KTT tersebut juga menegaskan bahwa Palestina memiliki hak untuk bedaulat atas seluruh wilayah yang diduduki pada tahun 1967, termasuk Yerusalem Timur serta memilih perdamaian sebagai opsi strategis menyelesaikan konflik  Palestina -Israel sesuai dengan ‘’Prakarsa Perdamaian Arab’’ tahun 2002.

Selain itu mereka juga menolak keputusan Presiden Amerika Serikat, Donald Tryump yang menyatakan Yerusalem sebagai ibu kota Israel serta mengecam keras kebijakan permukiman ilegal Israel di atas tanah warga Palestina.

Pemimpin Arab negara Arab juga diminta mematuhi keputusan Liga Arab serta membantu mengatasi krisis keuangan di Palestina.

Sementara itu Raja Saudi, Raja Salman bin Abdul Aziz dalam pidatonya di KTT tersebut menegaskan bahwa Yerusalem Timur merupakan bagian tak terpisahkan dari wilayah Palestina, serta mengecam relokasi kedubes AS Mei mendatang.

Awal Desember lalu, Presiden AS Donald Trump menetapkan secara resmi bahwa seluruh wilayah Al-Quds adalah ibukota bagi Israel serta akan merelokasi kedubesnya ke kota suci tersebut.

AS juga dilapokan menawari Pemerintah Palestina untuk menjadikan Abu Dis Ibukota Negara menggantikan dan menyerahkan Al-Quds untuk Israel.
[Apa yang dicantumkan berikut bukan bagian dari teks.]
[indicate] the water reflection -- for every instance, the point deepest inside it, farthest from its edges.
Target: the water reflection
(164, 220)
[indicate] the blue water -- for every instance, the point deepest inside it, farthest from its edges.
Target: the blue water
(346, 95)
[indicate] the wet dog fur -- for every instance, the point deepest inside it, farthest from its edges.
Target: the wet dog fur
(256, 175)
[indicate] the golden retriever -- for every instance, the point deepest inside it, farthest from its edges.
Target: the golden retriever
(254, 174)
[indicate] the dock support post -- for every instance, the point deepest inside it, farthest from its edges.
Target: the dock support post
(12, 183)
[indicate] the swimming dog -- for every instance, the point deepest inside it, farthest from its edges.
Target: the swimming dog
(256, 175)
Keputusan Donald tersebut merupakan lampu hijau bagi zionis untuk terus mencaplok wilayah Palestina, membangun hunian ilegal di Al-Quds  yang telah dilarang Dewan Keamanan PBB serta mengurangi populasi warga Palestina di kota suci tersebut.
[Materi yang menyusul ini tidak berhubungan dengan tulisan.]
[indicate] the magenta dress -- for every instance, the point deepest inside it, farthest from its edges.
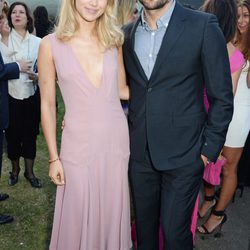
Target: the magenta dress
(236, 61)
(92, 209)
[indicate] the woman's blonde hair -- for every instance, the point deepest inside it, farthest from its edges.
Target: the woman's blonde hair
(108, 30)
(126, 9)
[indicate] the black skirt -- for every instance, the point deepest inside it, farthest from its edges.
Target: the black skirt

Deklarasi Trump tersebut menimbulkan gelombang demonstrasi di Palestina dimana 16 warga Palestina terbunuh dan lebih dari 4.000 orang terluka.

Selain itu deklarasi Trump juga menimbulkan gelombang demonstrasi di seluruh dunia serta mendapatkan respon negatif dari organisasi Yahudi ‘’Neturei Karta’’ yang menyatakan bahwa zionis bukan bagian dari Yahudi.

Kamis lalu 66 siswa Yahudi menuliskan sebuah petisi kepada pemerintah Netanyahu yang berisi menolak segala tindakan rasis dan penjajah terhadap Palestina.

Majelis Umum PBB, Kamis (21/12/2017) menetapkan sebuah resolusi dengan dukungan 128 negara bahwa status Al-Quds harus diselesaikan melalui perundingan langsung antara Palestina dan Israel, sesuai dengan resolusi Dewan Keamanan PBB terkait.